After waiting impatiently in front of an abandoned storefront window until his reflection showed a poor man instead of an old lady, Sirius headed into the diner, taking his place at the counter just as Casey reminded Rachael that it was time for her to have lunch. The pair of them chose to share a large helping of shepherd’s pie this time.
“So, how did job hunting go?” She asked, taking a small bite of potatoes and peas.
“Not so well.” He said. “Places don’t like to hire you if you don’t have a permanent address.”
“You could tell them you live with me.” She said, as if this were the most natural and logical thing in the world. Her lack of concern for much of anything continued to amaze him.
“I guess.” He nodded. “Maybe I’ll try that this afternoon.” He took a bite of lamb.
“So, Stephen, what brings you to this part of town?” She asked, changing the subject.
“I’m sort of a drifter.” He said. It wasn’t untrue. He had left the house that was never a home at sixteen, and he crashed at his best friend’s place until he agreed graciously to move out during James and Lily’s honeymoon. He had been sleeping off and on at Remus’s flat when the Potters were killed, and he took off after Peter immediately, never able to return for his few possessions.
She nodded, sipping her water. He focused on consuming his share of the meal.
At four in the afternoon, he returned from exploring the area around the diner and met her in front of the restaurant as she closed up for the night. She did not ask about his job search again.
“I’d like to keep looking around.” He said, following her to the apartment. “Do you mind if I come in a little later?”
“No.” She said. “I’ll be here. Just lock the door when you come back for the night.” Another shy smile, and she let herself in, picking up a novel from the shelf and going back to the bedroom.

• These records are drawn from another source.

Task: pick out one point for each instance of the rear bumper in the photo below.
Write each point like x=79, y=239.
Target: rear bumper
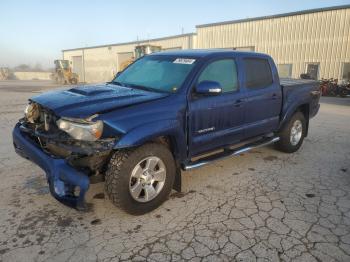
x=63, y=179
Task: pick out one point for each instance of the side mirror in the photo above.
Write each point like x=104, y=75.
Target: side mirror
x=209, y=88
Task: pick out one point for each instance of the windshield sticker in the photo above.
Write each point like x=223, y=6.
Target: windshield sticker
x=185, y=61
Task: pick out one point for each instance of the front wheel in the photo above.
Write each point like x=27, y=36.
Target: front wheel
x=141, y=179
x=292, y=134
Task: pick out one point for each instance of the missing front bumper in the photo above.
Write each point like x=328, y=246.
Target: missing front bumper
x=66, y=184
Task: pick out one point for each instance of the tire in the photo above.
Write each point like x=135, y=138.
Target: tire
x=288, y=144
x=121, y=178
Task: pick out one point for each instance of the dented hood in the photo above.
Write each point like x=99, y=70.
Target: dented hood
x=84, y=101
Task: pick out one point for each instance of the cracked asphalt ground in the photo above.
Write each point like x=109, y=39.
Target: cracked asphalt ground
x=261, y=206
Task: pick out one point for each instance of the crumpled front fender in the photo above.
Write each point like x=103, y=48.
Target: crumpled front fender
x=63, y=179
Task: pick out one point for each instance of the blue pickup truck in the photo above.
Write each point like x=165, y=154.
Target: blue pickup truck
x=166, y=112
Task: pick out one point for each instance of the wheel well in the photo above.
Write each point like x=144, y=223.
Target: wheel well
x=305, y=109
x=170, y=143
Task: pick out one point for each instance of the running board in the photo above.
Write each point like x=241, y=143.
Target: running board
x=230, y=152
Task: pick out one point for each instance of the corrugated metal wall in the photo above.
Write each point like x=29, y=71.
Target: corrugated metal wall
x=100, y=64
x=319, y=37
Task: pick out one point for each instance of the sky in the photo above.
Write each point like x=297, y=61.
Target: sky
x=35, y=32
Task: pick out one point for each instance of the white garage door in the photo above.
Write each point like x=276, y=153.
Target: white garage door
x=77, y=67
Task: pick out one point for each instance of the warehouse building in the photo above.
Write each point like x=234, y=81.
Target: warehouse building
x=101, y=63
x=314, y=42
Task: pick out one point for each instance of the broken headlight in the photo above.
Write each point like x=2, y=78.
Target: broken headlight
x=81, y=129
x=32, y=112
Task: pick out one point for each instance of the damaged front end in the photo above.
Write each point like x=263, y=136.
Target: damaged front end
x=67, y=161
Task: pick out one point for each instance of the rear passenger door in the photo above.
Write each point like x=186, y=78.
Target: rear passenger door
x=263, y=97
x=216, y=120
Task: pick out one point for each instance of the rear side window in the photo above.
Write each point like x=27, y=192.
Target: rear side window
x=221, y=71
x=258, y=73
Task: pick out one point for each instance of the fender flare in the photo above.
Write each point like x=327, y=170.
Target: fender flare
x=285, y=117
x=152, y=130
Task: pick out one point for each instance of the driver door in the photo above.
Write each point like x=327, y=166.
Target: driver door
x=216, y=120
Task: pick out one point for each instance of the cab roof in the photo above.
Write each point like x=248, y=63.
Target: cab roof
x=201, y=53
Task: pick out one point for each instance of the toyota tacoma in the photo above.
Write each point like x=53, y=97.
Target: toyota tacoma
x=166, y=112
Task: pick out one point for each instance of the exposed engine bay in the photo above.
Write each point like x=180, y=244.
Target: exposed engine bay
x=87, y=156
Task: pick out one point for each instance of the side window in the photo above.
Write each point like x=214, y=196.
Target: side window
x=222, y=71
x=258, y=73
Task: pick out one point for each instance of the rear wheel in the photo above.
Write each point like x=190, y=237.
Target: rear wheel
x=140, y=180
x=292, y=134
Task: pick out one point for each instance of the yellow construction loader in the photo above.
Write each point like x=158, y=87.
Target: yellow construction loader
x=63, y=73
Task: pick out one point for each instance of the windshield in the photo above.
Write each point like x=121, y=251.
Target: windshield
x=158, y=73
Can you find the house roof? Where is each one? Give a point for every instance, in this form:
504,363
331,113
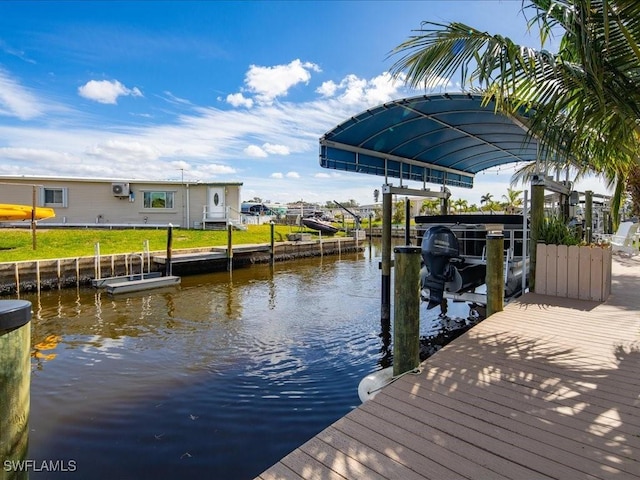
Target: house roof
36,179
443,139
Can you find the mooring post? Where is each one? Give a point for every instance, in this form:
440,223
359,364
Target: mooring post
537,217
169,267
385,264
495,272
406,312
407,221
588,215
272,254
229,247
15,381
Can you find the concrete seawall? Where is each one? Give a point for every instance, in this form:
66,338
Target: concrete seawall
36,275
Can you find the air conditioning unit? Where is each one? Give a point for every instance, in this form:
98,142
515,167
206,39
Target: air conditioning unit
120,189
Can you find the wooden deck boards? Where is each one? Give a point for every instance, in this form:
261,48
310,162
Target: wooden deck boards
548,388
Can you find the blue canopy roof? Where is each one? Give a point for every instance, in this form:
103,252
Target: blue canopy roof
444,139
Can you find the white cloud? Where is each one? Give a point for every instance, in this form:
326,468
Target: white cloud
354,90
269,83
327,89
105,91
239,100
276,149
255,151
17,101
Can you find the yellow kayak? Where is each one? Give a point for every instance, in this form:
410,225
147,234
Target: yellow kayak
12,213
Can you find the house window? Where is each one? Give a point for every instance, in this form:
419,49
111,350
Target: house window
158,199
53,197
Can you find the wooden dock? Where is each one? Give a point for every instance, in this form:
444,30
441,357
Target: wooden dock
547,389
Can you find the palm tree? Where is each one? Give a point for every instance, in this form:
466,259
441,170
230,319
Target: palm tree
430,206
583,102
460,205
512,199
486,199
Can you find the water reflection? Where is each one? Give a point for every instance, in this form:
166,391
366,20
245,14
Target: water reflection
193,378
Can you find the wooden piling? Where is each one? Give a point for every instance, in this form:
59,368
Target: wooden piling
537,217
229,247
495,273
272,250
169,267
15,378
406,319
588,215
385,264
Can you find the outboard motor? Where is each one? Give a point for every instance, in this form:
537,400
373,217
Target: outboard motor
439,246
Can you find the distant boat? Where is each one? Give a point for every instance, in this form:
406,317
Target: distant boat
14,213
320,225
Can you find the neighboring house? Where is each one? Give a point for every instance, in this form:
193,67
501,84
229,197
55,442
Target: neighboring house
122,203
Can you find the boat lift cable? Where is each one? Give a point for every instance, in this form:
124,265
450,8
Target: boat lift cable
415,371
355,216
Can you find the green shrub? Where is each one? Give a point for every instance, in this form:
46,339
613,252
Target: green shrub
553,231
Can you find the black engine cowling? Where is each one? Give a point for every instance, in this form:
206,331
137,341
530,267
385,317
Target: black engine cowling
439,246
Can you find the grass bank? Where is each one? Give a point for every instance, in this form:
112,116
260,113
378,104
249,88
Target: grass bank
17,245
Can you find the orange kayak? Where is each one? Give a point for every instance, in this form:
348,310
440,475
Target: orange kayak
12,213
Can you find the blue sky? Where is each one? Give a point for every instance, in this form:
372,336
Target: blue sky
212,90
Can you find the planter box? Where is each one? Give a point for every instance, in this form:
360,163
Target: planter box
573,272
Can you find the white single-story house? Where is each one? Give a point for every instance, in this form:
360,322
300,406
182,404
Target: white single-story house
126,202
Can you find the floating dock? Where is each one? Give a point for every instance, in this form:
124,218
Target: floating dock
129,286
106,281
546,389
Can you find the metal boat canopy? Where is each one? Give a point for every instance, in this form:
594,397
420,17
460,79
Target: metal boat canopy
444,139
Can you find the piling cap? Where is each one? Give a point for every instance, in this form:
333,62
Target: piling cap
14,314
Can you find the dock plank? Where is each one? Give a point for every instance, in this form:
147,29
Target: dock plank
547,388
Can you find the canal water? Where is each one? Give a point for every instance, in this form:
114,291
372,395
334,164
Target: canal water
219,378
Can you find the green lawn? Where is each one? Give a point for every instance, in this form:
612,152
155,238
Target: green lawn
17,244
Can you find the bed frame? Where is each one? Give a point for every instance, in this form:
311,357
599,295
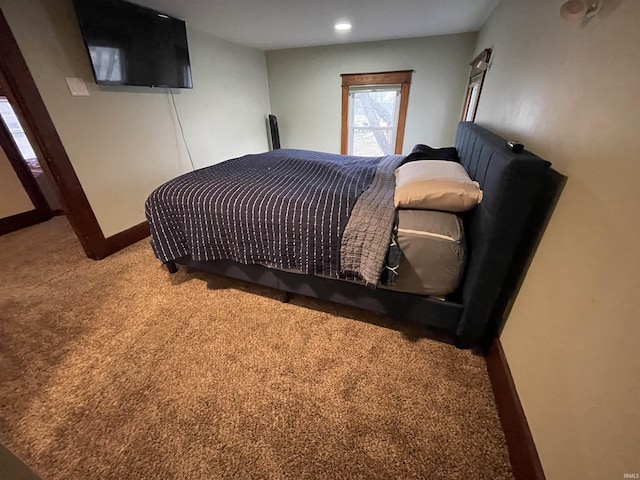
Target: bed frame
511,183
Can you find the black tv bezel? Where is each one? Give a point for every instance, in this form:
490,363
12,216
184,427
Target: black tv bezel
150,12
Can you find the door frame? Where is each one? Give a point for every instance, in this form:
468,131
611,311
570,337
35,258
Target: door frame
23,94
41,211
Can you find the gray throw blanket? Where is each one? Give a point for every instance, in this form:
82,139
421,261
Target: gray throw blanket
318,213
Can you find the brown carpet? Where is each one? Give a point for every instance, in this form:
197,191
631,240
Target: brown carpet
116,370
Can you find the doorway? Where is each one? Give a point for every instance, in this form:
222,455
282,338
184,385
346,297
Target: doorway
21,90
16,131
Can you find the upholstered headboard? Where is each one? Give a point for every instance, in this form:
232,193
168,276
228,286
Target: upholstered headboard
511,183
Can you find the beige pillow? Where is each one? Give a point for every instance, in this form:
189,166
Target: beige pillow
436,185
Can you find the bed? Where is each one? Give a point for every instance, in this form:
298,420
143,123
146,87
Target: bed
485,239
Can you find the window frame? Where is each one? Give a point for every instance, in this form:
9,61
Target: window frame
401,77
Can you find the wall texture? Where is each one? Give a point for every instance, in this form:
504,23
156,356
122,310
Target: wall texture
123,142
13,196
571,94
305,87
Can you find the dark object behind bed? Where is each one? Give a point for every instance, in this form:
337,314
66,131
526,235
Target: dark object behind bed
510,182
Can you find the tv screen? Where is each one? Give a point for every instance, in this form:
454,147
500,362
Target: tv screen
133,45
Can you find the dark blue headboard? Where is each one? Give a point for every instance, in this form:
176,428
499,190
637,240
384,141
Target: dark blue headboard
510,183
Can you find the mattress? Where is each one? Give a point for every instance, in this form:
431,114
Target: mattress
433,252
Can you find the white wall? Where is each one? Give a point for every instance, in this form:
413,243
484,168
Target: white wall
125,141
305,87
13,197
571,94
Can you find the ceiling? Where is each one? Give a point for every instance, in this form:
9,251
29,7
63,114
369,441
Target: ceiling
277,24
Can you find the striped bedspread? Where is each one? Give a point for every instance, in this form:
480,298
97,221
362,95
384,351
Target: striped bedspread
287,209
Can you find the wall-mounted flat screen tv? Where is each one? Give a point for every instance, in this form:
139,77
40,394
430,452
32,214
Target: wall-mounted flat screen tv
133,45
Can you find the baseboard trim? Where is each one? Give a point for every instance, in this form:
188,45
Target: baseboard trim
525,461
22,220
12,468
122,240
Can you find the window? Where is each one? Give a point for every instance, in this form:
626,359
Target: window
479,66
374,109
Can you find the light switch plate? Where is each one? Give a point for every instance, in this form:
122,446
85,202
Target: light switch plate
77,87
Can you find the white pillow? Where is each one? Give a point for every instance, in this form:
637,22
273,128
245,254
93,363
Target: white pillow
436,185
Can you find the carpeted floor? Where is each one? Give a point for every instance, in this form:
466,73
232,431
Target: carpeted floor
116,370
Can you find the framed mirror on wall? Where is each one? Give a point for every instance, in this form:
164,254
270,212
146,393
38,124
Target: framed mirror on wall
479,67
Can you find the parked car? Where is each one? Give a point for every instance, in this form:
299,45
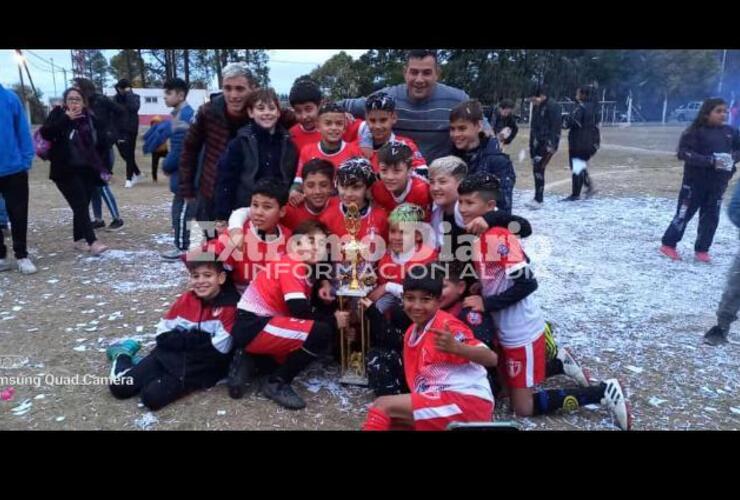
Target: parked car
687,112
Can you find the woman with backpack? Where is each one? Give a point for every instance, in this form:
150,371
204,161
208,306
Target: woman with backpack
709,149
584,140
78,167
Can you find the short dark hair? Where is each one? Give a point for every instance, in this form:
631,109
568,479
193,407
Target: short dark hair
271,188
538,90
305,90
310,226
425,278
177,85
331,107
486,185
380,102
318,166
421,54
263,95
469,111
506,104
395,152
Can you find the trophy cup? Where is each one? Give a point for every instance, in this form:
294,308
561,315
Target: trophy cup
353,285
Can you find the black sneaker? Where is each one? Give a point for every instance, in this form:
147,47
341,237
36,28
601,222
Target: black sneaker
716,336
241,371
115,225
283,394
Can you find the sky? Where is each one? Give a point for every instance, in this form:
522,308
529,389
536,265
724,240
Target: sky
285,66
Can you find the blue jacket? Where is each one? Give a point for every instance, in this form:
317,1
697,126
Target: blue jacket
16,145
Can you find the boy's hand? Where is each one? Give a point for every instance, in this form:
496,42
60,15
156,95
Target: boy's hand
325,293
296,198
477,226
475,302
342,318
444,340
378,292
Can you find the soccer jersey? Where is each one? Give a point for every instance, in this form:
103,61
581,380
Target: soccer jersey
431,371
280,281
498,256
416,192
346,151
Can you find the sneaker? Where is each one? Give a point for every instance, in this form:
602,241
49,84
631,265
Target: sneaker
716,336
283,394
614,400
174,254
97,248
82,246
25,266
551,347
703,257
241,371
128,347
115,225
572,368
670,252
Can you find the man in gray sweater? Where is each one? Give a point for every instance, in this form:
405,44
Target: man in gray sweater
422,104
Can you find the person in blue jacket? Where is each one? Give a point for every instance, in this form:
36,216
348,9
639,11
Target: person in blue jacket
16,157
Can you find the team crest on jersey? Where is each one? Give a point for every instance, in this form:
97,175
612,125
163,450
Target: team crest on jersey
474,318
513,367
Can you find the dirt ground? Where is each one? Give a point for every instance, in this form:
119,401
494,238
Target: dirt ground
60,320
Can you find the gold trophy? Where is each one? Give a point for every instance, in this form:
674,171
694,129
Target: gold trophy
353,285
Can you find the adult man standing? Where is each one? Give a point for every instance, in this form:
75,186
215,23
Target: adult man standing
423,105
128,129
215,124
16,157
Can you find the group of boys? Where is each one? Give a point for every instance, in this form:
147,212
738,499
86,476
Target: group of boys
262,301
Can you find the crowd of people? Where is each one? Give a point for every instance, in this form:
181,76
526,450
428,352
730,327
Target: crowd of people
416,172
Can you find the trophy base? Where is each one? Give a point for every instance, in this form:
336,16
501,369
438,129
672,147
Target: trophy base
346,291
353,379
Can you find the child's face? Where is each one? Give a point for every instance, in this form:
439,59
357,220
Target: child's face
265,212
402,237
265,114
317,188
443,189
420,306
464,134
354,193
331,127
307,114
173,97
309,248
718,116
473,205
206,282
452,292
394,177
381,125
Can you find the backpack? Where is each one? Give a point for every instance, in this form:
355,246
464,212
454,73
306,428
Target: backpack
41,146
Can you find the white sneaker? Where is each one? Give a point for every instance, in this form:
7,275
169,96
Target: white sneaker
614,400
25,266
572,368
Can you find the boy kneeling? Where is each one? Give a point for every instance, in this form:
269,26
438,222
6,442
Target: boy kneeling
443,364
193,343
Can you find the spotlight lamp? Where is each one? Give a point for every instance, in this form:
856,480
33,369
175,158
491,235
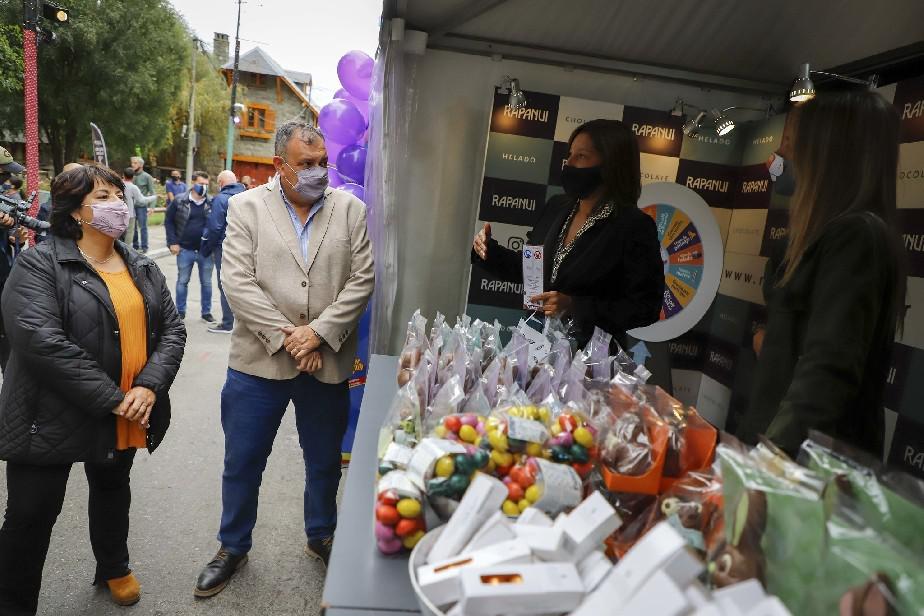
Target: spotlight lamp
517,98
803,89
718,119
692,127
54,13
723,123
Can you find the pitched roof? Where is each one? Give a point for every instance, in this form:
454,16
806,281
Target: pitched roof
299,76
256,60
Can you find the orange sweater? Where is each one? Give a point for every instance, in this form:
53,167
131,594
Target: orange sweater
129,307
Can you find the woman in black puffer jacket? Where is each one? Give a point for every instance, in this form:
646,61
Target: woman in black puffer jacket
96,343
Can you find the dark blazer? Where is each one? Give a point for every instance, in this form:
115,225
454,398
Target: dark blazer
614,274
62,381
827,347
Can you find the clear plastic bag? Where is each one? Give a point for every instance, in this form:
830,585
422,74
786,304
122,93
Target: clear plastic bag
863,571
774,523
415,343
890,500
541,386
448,401
490,381
399,514
573,387
596,356
693,506
691,440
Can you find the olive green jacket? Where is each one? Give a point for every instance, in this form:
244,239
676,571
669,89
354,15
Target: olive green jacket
828,342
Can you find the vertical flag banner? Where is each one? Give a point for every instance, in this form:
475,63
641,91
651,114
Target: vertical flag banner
357,383
99,146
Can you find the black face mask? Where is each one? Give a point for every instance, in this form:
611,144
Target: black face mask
785,185
581,182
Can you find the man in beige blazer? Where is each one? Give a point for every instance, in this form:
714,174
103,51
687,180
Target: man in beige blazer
297,271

He wanted to go to Hogwarts, looking for a glimpse of his godson, but he was a little too tired from his escapades in wizarding London to make the visit tonight. Instead, he wandered the streets, the bag of change inside his jacket moving softly up and down to the rhythm of his steps. After twenty minutes or so, he came upon a hardware store.
Now that he thought about it, that supply of coins was getting to be a bit cumbersome.